The Dallas gunman, a former Army reservist, had “liked” on Facebook groups including the New Black Panther Party, the Black Riders Liberation Party, the Huey P. Newton Gun Club, and the African American Defense League, which, after the Dallas shootings, called for attacks on “everything in blue except the mail man,” as reported by Reuters.
Texas state Rep. Bill Zedler, a Republican, said on social media this weekend: “Clearly the rhetoric of Black Lives Matter encouraged the sniper that shot Dallas police officers.”
Former New York City Mayor Rudolph W. Giuliani called the group “inherently racist.”
Mr. Giuliani’s remarks prompted a rebuff Monday from Vice President Joseph R. Biden, who said, “That’s not the black community.

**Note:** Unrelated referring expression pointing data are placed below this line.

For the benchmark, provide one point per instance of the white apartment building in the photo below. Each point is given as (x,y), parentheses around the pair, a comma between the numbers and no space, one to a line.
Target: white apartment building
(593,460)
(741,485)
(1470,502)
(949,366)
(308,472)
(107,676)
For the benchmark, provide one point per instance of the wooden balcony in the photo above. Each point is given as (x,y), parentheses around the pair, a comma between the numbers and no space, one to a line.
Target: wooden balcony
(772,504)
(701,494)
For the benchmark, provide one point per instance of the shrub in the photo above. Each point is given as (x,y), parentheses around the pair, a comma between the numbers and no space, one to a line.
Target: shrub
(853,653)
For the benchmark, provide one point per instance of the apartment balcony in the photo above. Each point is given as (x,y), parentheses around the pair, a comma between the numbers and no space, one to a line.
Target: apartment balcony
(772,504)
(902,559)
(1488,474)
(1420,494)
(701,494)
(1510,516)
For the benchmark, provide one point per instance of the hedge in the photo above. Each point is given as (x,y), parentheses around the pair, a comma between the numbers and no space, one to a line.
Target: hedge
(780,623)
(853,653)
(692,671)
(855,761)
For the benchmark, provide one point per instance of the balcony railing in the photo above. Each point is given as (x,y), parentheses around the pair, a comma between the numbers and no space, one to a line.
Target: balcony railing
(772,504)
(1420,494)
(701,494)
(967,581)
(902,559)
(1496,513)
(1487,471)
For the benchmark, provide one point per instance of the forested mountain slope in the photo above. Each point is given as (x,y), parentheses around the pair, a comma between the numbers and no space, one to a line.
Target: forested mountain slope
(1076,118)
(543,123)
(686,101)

“That group, that element of Black Lives Matter, doesn’t speak for all of Black Lives Matter and does not speak for most folks in the black community, both middle class and poor, who know they are more likely to be pulled over than the Caucasian guy,” Mr. Biden told CNN.
Oren Segal, director of the Anti Defamation League’s Center on Extremism, said the biggest threat may come not from those who join such organizations but those who are inspired by them.
“The most dangerous are those who don’t join anything, who get inspired by the militancy or hate, who get influenced by the rhetoric and act on their own,” Mr. Segal told The Associated Press.
• This article is based in part on wire service reports.